Kapalabhati - Die Feueratmung
Kapalabhati wirkt stark aktivierend, anregend und entgiftend. Sie soll dir nicht nur Energie schenken, sondern auch den Geist klarer werden lassen, da innerhalb kürzester Zeit dein Körper mit extrem viel Sauerstoff versorgt wird. Aus diesem Grund wird sie auch als Feueratmung oder Schädelleuchten bezeichnet. Bei dieser Atemtechnik liegt der Fokus auf der starken, kraftvollen Ausatmung, die Einatmung erfolgt automatisch. Kapalabhati kostet gerade anfangs viel Übung und kann ein leichtes Gefühl von Schwindel mit sich bringen. Die regelmäßige Pranayama Praxis wird es dir aber schnell leichter machen. Gleichzeitig trainierst du deine Atemhilfsmuskulatur und stärkst deine Bauchmuskulatur.
Um zu beginnen atme einmal tief ein und aus, dann nur noch zu etwa zwei Drittel ein, um dann stoßweise durch die Nase auszuatmen, während sich deine Bauchdecke, beziehungsweise das Zwechfell, stark nach innen zieht. Die Einatmung kommt während der Ausatemstöße von ganz alleine. Wiederhole das kraftvolle Ausatmen etwa 20 bis 50 Mal. Beim letzten Mal lässt du alle Luft aus deiner Lunge entweichen und kannst kurz anhalten bevor du weiter atmest. Die Geschwindigkeit, in der du Kapalabhati übst, lässt sich mit mehr Pranayama Praxis steigern. Diese Atemtechnik solltest du in einem aufrechten Sitz üben.
Viloma Pranayama
„Loma“ bedeutet übersetzt „Haar“ und „vi“ als Silbe steht für „Trennung oder Vereinigung“. Die wörtliche Übersetzung „gegen das Haar“ ist erst einmal verwirrend, soll aber so viel wie ‚gegen die natürliche Ordnung“ bedeuten. Ein- und Ausatmung werden von mehreren Pausen unterbrochen. Während einer Phase des Einatmens legst du immer wieder kleine Pausen von zwei bis drei Sekunden ein, sodass sich die gesamte Einatmung ausdehnt.
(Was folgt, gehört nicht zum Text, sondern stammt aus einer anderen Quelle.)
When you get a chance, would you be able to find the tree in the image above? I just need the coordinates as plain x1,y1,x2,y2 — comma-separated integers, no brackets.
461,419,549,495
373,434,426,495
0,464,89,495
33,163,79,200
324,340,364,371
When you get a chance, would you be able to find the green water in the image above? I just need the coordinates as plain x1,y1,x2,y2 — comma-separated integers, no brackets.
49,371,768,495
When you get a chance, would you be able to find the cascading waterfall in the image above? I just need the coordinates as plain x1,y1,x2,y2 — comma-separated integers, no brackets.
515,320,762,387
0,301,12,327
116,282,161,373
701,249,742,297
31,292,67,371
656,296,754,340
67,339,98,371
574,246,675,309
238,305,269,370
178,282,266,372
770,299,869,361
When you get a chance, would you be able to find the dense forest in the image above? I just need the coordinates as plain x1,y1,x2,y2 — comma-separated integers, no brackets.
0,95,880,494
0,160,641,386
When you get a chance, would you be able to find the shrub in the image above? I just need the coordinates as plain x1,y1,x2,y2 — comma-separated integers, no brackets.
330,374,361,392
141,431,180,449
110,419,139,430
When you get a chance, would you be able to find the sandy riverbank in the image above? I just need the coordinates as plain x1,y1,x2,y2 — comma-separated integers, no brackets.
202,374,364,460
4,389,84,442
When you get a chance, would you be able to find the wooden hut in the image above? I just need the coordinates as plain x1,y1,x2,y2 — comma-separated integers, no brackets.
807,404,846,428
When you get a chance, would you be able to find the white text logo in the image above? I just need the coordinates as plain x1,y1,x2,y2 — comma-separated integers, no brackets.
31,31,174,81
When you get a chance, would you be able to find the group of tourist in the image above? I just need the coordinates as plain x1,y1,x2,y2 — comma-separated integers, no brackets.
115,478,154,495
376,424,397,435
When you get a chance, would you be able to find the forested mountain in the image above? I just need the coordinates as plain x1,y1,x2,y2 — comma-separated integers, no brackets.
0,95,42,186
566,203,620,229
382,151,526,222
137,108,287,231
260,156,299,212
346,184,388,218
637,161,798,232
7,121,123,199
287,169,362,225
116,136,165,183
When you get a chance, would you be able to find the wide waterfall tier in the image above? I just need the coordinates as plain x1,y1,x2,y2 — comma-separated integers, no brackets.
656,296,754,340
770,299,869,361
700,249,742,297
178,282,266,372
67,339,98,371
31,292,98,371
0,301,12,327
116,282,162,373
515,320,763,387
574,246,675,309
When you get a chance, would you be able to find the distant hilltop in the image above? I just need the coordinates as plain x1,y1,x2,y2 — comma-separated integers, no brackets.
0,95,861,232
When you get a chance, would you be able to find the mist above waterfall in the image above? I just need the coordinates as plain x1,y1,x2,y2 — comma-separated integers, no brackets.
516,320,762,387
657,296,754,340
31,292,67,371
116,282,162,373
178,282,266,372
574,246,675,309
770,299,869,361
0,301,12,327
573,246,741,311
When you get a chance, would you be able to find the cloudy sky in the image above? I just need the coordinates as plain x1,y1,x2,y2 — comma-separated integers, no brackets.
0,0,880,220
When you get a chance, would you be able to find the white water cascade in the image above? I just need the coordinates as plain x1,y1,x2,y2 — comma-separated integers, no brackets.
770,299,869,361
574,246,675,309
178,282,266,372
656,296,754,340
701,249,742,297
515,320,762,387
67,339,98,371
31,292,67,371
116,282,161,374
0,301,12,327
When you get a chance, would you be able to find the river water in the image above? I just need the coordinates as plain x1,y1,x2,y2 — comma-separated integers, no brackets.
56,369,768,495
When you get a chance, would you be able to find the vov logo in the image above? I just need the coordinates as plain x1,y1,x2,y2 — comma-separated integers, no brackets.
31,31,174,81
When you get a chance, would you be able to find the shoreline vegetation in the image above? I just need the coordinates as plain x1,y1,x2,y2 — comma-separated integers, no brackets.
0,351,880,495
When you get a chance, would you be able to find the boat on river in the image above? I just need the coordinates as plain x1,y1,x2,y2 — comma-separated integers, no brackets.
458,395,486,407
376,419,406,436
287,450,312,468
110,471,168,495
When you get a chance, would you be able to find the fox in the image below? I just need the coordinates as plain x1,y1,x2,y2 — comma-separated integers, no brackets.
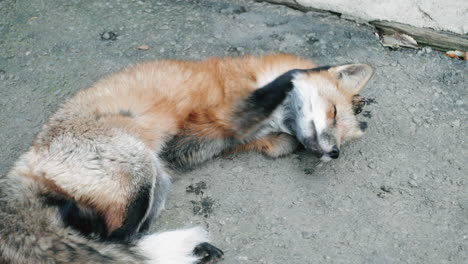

Du kannst dir das wie eine Leiter vorstellen, die du weiter erklimmst. Das gleiche Prinzip lässt sich auf die Ausatmung anwenden und beliebig kombinieren.
- Unterbrochene Eiatmung, normale Ausatmung.
- Normale Einatmung, unterbrochene Ausatmung.
- Unterbrochene Einatmung und unterbrochene Ausatmung.
Zwischen Ein- und Ausatmung kannst du bei steigender Praxis Phasen des Anhaltens einbauen.
Atme, es könnte dein Leben retten
Ein ernst gemeinter Ratschlag. Natürlich hörst du nicht einfach auf zu Atmen. Dafür ist dein Körper viel zu sehr fokussiert, dich am Leben zu halten. Sich Zeit für die Atmung zu nehmen und bewusster zu atmen, geht jedoch viel tiefer. Es kann Stress reduzieren, dein Atemvolumen bei regelmäßiger Praxis vergrößern, dein Immunsystem pushen und dich stärker machen. Nicht nur körperlich, sondern vor allem mental. Wenn du Atmest zählt nur das Hier und Jetzt. Du wirst den Moment viel bewusster wahrnehmen. Und oft ist es genau das, was wir verlernt haben.